Most scientific workflow management systems (WMSs) are difficult to install on remote machines and may have unachievable (or highly nontrivial to work around) requirements (e.g., some WMS might only work with the HTCondor queueing system, but you need to run on a machine that uses Slurm or PBS). Furthermore, many of these systems are designed to accomodate much more general workflows than necessary for MCMC/LGT studies. This excess generality can make it difficult/time-prohibitive to learn how to use a WMS. Finally, most systems require some active central monitor program to be kept running; this program must retain access to remote resources, which can be difficult to manage. taxi was made to address all of these issues: taxi is easy to get running on almost any machine with any queueing system, and designed with running MCMC/LGT simulations in mind.

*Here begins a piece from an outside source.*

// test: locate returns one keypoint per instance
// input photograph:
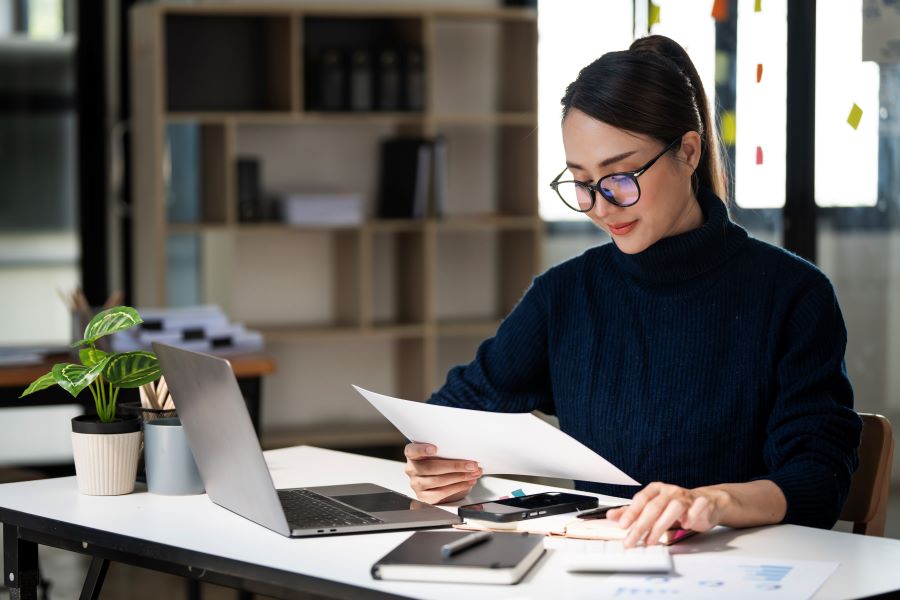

taxi is intended to be lightweight, requiring a minimum of installation and setup to run on remote clusters. To this end, taxi is written to be compatible with Python 2.6.6, which is the version of Python available on most clusters (including the USQCD machines at Fermilab). The taxi package has minimal dependencies on non-standard Python packages, and works gracefully and transparently with virtualenv to allow installation on machines where users have limited privileges (taxi uses virtualenv roughly like a barebones container).

Most MCMC workflows share a common structure. taxi takes advantage of this structure to make it easy to adapt the software to run different binary suites, and to specify complicated workflows. taxi provides a number of abstract superclasses that run common types of MCMC binaries; adapting these to run a specific binary amounts to overriding two or three functions. A set of convenience functions allow users to specify arbitrarily long sequences of configuration-generations (e.g., HMC) and measurements on the resulting configurations (e.g., spectroscopy).

In order to circumvent the need for an active central monitor program, taxi uses a passive central control scheme. In this "taxi-dispatcher" model, a set of workers (taxis) are controlled by a central, passive controller (the dispatcher). The taxis iterate the following cycle:

  1. Taxi completes its present task
  2. Upon task completion, taxi calls up the dispatcher, informs it if the task completed successfully, and gives it diagnostic information about that task
  3. Dispatcher considers the remaining tasks, tells the taxi what to work on next, and updates its records
  4. Taxi hangs up and begins work on its new task.

The Dispatcher only needs to be active while a Taxi is communicating with it. This allows all of the processing portions of the Dispatcher to be run by whatever program implements the Taxis, and thus no central monitor program needs to be kept running and/or connected to the remote cluster. The Dispatcher's records/memory are stored in some way that is accessible to all worker jobs. The present implementation of taxi uses SQLite databases stored on shared file systems to implement the Dispatcher.

In order to run workflows that take longer than the maximum allowable run time for a job (e.g., 24 hours), taxis will resubmit themselves. The taxis will also adaptively manage the number of taxi worker jobs on the queue to match the available workload, without any input required from the user.

How to use taxi

Installing on USQCD/Fermilab machines

Creating a virtual environment

Many computing resources (such as the USQCD cluster at Fermilab) do not have an up-to-date version of Python (most machines only have Python 2.6.6, versus Python 2.7). The packages standardly included in scientific Python distributions are also rarely available. Because users typically have limited privileges in such environments, it can be difficult to install or update anything.

The solution to this issue is virtualenv, which requires no installation and allows you to create an isolated Python environment. New virtualenvs have setuptools installed in them so that you may install and update whatever python packages you need.

To get a virtualenv set up (without any installation):

  1. Download the tar.gz of the latest version of virtualenv.
  2. Copy the archive to the USQCD cluster, e.g.: scp virtualenv-15.1.0.tar.gz some_user@bc1.FNAL.GOV:~
  3. Unpack it, e.g.: tar xvzf virtualenv-15.1.0.tar.gz. Note that no installation is necessary.
  4. Create a new virtual environment, e.g.: virtualenv-15.1.0/virtualenv.py taxi_env
  5. Activate the virtual environment, e.g.: source taxi_env/bin/activate

We can now install taxi and the packages it depends on in this virtualenv. Whenever you want to use taxi (e.g., tp submit jobs or use tools), you must first activate the virtualenv like source taxi_env/bin/activate.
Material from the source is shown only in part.